Eric wunderte sich. Aber er musste nicht lange nachdenken.

»Nein, konnte ich nicht. Ich habe mich viel zu sehr auf die anderen Dinge konzentriert. Aber in deinen Gedanken habe ich gelesen, dass dort die Jugendlichen, Kinder, Schulen und all sowas drin waren und die Leichenteile hinterher … Was soll also anderes als die Jugend dort drinnen gewesen sein?«

»Niemand.«

Eric rutschte unruhig auf dem Stuhl hin und her.

»Was … Warum war keiner da?«

»Wegen dir!«

»Was?«

»Du hast uns gewarnt, mit deinem Traum! Ich habe versucht, euch zu finden. Ihr wart sehr verspätet. Und ich konnte deine Gedanken wahrnehmen. Es ist ziemlich schwer, eine solche Macht nicht zu spüren, wenn man ohnehin danach sucht. Ich denke, ihr wart gerade durch das Zeitloch gekommen, sonst hätte es nicht funktioniert. Ich sah den Traum, als ich auf der Plantage meinen Korb voll machte. Ich hatte eine Vision, genau wie du. Ich sah, wie sich Manou und seine Männer durch den Wald zu uns schlichen und habe sofort alles getan, um die betroffenen Areale zu Räumen, fast eine halbe Stunde bevor sie tatsächlich die Stadt erreichten. Da du irgendwie seine Gedanken hören konntest, wusste ich ja, was sie vorhatten. Niemand war da, es war gerade rechtzeitig. Wir haben sie nicht angegriffen sondern die Gebäude geopfert, um ihnen Sicherheit zu geben. Sonst hätten sie möglicherweise andere, unvorhergesehene Ziele gewählt und wir hatten zu wenig Zeit, ihnen direkt entgegenzutreten. Die Explosion hat großen Schaden angerichtet, aber niemanden verletzt. Nichts, was nicht repariert werden kann. Du hast nur eine mögliche oder wahrscheinliche Zukunft gesehen, nicht die Gegenwart. Das ist alles.«

Eric blieb still, ihm wurde leicht schwindelig. Als er sich sicher war, dass er sich ihre Worte nicht nur einbildete, spürte er ein unangenehmes Kratzen im Hals, vergrub das Gesicht in den Händen. Niemand war getötet worden? Keine Nachricht in dieser Welt konnte ihm gerade jetzt eine größere Freude machen als diese. Er spürte die Hand der Meisterin auf der Schulter.

»Du hast ein großes Herz, vergiss das nicht. Zweifle an den schlechten Taten, nicht an den guten! Manou nicht zu erledigen kann sich vielleicht noch als nützlich erweisen, das wissen wir nicht. Er könnte der Schlüssel zu den Plänen sein, welche Die Sechs und der Herrscher schmieden. Du kannst die Zukunft sehen und Manou steht dem Herrscher am nächsten. Sieh es mal von der anderen Seite. Es wäre auch möglich, dass zwischen ihm und dir eine Verbindung besteht, welche dich sehen lässt, was er sieht und fühlt. Aber das kann ich nicht mit Bestimmtheit sagen.«

Eric sah sie an. Sie lächelte aufmunternd. Er mochte sie, genau wie Mia. Er dachte an die Gesetze, die Regeln, von denen er immer noch nichts wusste und an die Frage danach, wo im Universum sie sich befanden.

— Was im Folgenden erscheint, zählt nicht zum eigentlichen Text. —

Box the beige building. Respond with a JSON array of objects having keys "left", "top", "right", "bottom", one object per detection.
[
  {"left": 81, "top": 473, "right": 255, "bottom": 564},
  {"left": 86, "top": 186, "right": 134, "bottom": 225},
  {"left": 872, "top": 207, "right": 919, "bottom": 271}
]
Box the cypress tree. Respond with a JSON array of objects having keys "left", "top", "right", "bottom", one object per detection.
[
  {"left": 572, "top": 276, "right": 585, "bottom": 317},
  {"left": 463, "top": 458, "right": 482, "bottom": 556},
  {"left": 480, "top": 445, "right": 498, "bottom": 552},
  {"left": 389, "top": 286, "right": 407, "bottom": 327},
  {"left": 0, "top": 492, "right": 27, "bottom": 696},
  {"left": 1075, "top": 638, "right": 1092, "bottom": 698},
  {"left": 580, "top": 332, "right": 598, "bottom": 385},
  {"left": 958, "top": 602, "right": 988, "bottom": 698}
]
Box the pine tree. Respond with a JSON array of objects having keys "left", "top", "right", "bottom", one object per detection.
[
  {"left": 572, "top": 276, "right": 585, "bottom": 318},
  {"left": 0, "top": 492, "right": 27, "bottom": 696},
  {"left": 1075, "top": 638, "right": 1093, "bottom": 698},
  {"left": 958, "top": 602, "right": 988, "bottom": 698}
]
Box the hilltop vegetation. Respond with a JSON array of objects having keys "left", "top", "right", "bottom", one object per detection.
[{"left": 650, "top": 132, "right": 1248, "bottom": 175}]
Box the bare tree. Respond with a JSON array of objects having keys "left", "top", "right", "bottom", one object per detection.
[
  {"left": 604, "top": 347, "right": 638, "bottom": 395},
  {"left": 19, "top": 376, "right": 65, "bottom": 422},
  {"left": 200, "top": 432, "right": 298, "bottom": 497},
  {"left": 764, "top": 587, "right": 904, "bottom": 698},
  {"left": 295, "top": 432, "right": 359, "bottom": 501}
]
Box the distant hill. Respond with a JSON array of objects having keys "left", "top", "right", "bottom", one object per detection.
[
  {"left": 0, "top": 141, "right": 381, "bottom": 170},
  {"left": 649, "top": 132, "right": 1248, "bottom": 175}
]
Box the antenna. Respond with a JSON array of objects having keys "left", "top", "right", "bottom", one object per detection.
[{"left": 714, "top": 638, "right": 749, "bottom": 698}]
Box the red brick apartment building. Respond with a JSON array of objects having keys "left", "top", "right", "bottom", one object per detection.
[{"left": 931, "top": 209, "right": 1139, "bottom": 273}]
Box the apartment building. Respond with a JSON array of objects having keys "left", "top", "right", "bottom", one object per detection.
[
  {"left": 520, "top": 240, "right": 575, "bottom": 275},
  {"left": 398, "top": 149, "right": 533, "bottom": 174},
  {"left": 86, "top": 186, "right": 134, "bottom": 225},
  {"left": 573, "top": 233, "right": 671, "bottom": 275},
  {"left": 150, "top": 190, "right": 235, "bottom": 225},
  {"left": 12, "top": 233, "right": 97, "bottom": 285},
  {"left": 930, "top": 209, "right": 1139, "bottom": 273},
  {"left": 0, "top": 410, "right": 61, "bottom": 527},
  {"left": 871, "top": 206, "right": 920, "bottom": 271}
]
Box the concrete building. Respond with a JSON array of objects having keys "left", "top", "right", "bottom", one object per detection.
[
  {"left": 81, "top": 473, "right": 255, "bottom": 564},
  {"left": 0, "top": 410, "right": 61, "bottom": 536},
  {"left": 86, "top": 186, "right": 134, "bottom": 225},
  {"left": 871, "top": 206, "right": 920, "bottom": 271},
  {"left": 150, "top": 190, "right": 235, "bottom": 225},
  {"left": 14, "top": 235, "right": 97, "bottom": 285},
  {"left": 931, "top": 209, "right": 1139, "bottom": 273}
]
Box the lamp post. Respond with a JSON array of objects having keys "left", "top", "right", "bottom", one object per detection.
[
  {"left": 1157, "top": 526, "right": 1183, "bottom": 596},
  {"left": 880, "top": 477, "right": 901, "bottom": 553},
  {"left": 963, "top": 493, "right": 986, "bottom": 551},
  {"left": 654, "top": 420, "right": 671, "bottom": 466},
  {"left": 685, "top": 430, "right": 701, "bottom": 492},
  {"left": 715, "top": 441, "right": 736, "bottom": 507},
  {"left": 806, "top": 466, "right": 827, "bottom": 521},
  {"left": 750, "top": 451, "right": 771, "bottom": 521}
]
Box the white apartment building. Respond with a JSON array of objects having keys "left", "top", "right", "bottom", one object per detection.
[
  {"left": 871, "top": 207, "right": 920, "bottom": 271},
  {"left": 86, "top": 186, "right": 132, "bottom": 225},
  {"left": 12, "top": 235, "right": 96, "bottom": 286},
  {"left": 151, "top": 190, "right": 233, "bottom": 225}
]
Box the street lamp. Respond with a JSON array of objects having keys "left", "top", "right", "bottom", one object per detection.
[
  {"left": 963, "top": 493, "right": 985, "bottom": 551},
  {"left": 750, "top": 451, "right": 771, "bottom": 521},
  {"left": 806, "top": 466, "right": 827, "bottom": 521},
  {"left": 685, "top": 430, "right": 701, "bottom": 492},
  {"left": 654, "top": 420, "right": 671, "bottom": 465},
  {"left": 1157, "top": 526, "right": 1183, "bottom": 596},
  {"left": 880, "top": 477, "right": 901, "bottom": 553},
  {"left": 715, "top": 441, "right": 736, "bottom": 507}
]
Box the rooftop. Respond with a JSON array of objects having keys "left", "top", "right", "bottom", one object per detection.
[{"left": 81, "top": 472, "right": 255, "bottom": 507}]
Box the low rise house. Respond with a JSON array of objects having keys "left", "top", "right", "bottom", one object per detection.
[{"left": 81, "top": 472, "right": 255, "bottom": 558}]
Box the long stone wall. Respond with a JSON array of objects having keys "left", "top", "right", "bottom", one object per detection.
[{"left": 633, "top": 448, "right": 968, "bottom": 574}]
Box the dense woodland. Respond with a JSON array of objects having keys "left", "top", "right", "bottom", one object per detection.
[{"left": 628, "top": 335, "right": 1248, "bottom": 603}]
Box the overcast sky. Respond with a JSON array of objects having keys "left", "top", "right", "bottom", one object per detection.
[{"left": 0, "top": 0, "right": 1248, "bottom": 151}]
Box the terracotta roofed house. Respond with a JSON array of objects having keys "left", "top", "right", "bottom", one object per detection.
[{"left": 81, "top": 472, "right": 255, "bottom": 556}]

»Wo ist diese Welt, dieser Planet? Was … wie kann …«

»Ruhig. Dieser Planet ist sicherlich nur einer von mehreren, auf welchen es Leben gibt. Wir haben nie andere betreten, aber in benachbarten Sonnensystemen existieren welche, von denen wir glauben, sie könnten komplexe Lebensformen tragen. Dieser Planet hier ist der Drachenplanet. Warum er so heißt, wirst du noch lernen. Er ist von der Erde aus weder zu sehen noch erreichbar und auch wir können die Erde nicht sehen. Ich vermute, dass wir nicht einmal in derselben Galaxie unterwegs sind. Das Zeitloch, durch welches ihr hierher gelangen konntet, ist immer in Bewegung. Es wandert, öffnet und schließt sich. Als es auf der Erde entdeckt wurde, war das die erste Chance für magisch begabte Menschen, diese Welt zu erreichen. Nur sie konnten es aufspüren, doch lange vermochte niemand vorherzusagen, wann es wo sein würde. Im Laufe der letzten tausend Jahre konnte durch Beobachtung ein Muster erkannt werden, aber es wird schwächer. Wir glauben, dass es in ein paar hundert Jahren nicht mehr zwischen Erde und Drachenplanet erreichbar sein wird. Auch andere Welten sind mit diesem Netzwerk verbunden. Aber wir können nicht dorthin gelangen, haben die Zugänge bisher nicht gefunden. Wer hierher kommt, kann nicht einfach so zur Erde zurück. Es sei denn, er kann fliegen und das Zeitloch so erreichen. Es hängt hier meist über dem offenen Meer, wie zurzeit auch auf der Erde. Es gibt Abzweigungen an verschiedenen Stellen im Wald, aber die sind extrem schwer zu finden und nur wenige wissen davon.«

Seath machte den Eindruck, als hätte sie schon sehr lange nicht mehr so viel gesprochen. Eric hörte aufmerksam zu, sog die Informationen in sich auf wie ein Schwamm. Endlich gab es ein paar Antworten.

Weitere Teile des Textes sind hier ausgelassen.